Opalin/Tmem10 is a myelin-associated sialylglycoprotein that is specific to only the mammalian central nervous system. However, little is known about the properties or function of this protein. Here, we analyzed the expression and glycosylation patterns of Opalin in the postnatal mouse brain. Immunolocalization patterns of Opalin were similar to those of myelin basic protein in juvenile and adolescent mice. On the other hand, in the adult mouse brain, decreasing immunoreactivity for Opalin was observed in the hindbrain region especially in the cerebellar white matter compared with the corpus callosum in the forebrain. In addition, Opalin showed increasing molecular size with mouse aging. This age-dependent increase in Opalin molecular weight was mainly owing to hypersialylation of O-glycans. These results indicate that the regional redistribution and the degree of sialylation of Opalin protein are age-dependently regulated in mouse brains.

Mammalian-Specific Central Myelin Protein Opalin Is Redundant for Normal Myelination: Structural and Behavioral Assessments.

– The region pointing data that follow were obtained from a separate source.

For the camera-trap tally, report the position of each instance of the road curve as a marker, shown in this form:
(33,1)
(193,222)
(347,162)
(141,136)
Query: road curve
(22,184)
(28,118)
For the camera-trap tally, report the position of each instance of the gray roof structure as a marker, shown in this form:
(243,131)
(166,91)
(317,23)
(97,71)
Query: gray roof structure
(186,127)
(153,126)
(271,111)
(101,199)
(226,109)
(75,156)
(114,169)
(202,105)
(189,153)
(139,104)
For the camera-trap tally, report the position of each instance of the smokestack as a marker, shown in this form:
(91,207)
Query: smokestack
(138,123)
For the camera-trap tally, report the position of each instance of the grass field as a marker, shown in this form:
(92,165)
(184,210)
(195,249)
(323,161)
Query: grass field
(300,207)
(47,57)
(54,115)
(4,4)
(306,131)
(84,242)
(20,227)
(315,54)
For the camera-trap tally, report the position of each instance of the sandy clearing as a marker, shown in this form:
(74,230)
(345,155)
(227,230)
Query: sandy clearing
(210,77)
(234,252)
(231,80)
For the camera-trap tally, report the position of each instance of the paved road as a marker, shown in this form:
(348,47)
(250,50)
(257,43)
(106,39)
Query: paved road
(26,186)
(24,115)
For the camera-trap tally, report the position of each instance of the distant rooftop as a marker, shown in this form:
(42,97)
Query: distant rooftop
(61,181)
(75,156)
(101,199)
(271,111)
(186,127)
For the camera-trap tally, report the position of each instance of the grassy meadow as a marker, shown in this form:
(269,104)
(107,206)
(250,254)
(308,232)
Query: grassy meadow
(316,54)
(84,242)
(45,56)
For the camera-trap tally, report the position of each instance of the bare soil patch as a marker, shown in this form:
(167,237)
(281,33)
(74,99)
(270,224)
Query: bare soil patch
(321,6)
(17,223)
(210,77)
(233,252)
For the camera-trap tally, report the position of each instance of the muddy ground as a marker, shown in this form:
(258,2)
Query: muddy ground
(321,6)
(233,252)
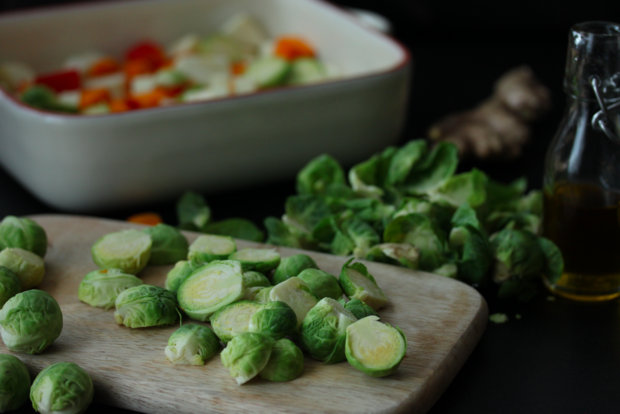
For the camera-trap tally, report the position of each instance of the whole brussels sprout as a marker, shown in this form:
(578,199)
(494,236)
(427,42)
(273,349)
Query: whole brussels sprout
(63,387)
(375,348)
(30,321)
(285,363)
(14,383)
(23,233)
(128,250)
(145,305)
(9,285)
(292,266)
(27,266)
(321,283)
(192,345)
(324,329)
(169,245)
(101,287)
(246,355)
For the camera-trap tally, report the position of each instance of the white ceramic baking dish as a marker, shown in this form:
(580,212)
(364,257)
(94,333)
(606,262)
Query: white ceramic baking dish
(85,163)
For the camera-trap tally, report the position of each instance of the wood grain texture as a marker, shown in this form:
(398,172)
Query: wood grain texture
(443,320)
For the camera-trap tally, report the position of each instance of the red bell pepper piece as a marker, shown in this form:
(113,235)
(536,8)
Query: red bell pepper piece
(66,80)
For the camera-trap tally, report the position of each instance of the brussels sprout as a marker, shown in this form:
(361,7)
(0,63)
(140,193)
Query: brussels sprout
(30,321)
(323,331)
(321,283)
(101,287)
(179,273)
(295,293)
(233,319)
(402,254)
(128,250)
(276,319)
(375,348)
(209,247)
(358,283)
(359,308)
(286,362)
(169,245)
(63,387)
(23,233)
(210,288)
(146,305)
(292,266)
(191,345)
(9,285)
(246,355)
(260,260)
(27,266)
(14,383)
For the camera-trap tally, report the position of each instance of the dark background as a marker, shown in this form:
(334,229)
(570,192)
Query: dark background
(561,356)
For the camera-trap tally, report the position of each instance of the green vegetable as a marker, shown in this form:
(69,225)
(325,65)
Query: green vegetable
(191,345)
(375,348)
(14,383)
(127,250)
(286,362)
(292,266)
(9,285)
(101,287)
(209,247)
(358,283)
(27,266)
(23,233)
(146,305)
(321,283)
(30,321)
(210,288)
(63,387)
(246,355)
(323,331)
(169,245)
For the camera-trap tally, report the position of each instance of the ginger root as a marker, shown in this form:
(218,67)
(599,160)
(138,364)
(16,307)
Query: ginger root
(499,126)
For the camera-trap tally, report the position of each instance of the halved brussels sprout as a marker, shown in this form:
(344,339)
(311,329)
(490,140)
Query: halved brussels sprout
(210,288)
(14,383)
(246,355)
(358,283)
(375,348)
(169,245)
(63,387)
(9,285)
(295,293)
(30,321)
(321,283)
(27,266)
(292,266)
(101,287)
(191,345)
(260,260)
(146,305)
(233,319)
(209,247)
(285,363)
(324,330)
(128,250)
(23,233)
(179,273)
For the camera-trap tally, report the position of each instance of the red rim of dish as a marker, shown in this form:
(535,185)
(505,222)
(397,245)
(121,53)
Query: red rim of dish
(284,89)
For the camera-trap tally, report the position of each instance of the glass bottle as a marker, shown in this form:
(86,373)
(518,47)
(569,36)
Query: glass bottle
(582,168)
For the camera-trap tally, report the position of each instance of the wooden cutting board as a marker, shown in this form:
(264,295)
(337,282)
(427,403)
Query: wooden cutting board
(443,320)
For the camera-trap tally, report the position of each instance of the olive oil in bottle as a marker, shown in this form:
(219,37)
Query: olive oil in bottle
(583,221)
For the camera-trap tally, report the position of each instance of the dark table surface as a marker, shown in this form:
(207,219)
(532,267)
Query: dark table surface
(561,356)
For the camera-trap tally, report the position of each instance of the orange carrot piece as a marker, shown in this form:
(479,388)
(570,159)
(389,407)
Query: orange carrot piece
(291,48)
(150,219)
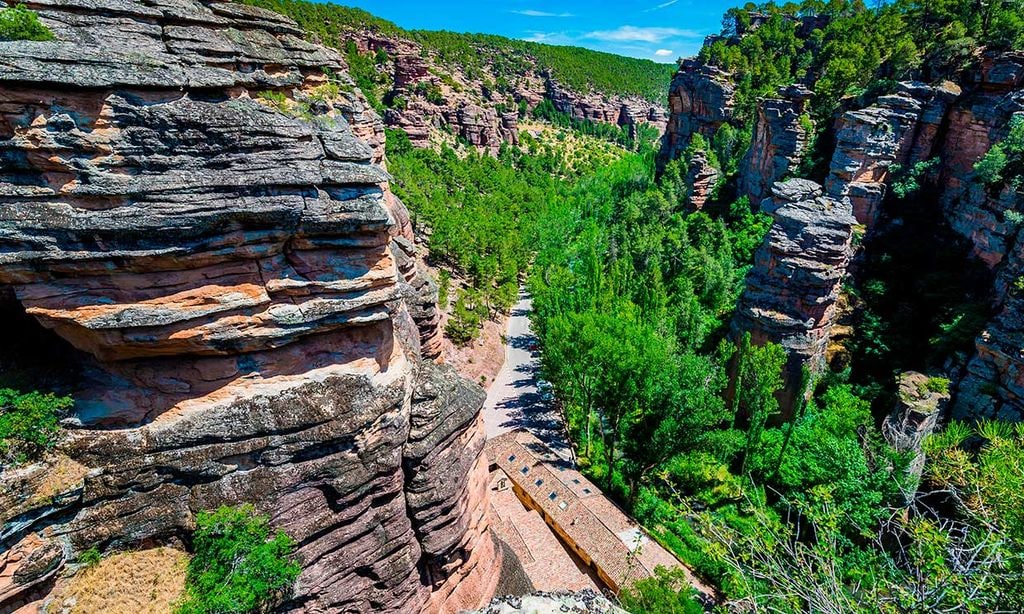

Opalin, a central nervous system-specific myelin protein phylogenetically unique to mammals, has been suggested to play a role in mammalian-specific myelin. To elucidate the role of Opalin in mammalian myelin, we disrupted the Opalin gene in mice and analyzed the impacts on myelination and behavior. Opalin-knockout (Opalin−/−) mice were born at a Mendelian ratio and had a normal body shape and weight. Interestingly, Opalin−/− mice had no obvious abnormalities in major myelin protein compositions, expression of oligodendrocyte lineage markers, or domain organization of myelinated axons compared with WT mice (Opalin+/+) mice. Electron microscopic observation of the optic nerves did not reveal obvious differences between Opalin+/+ and Opalin−/− mice in terms of fine structures of paranodal loops, transverse bands, and multi-lamellae of myelinated axons. Moreover, sensory reflex, circadian rhythm, and locomotor activity in the home cage, as well as depression-like behavior, in the Opalin−/− mice were indistinguishable from the Opalin+/+ mice. Nevertheless, a subtle but significant impact on exploratory activity became apparent in Opalin−/− mice exposed to a novel environment. These results suggest that Opalin is not critical for central nervous system myelination or basic sensory and motor activities under conventional breeding conditions, although it might be required for fine-tuning of exploratory behavior.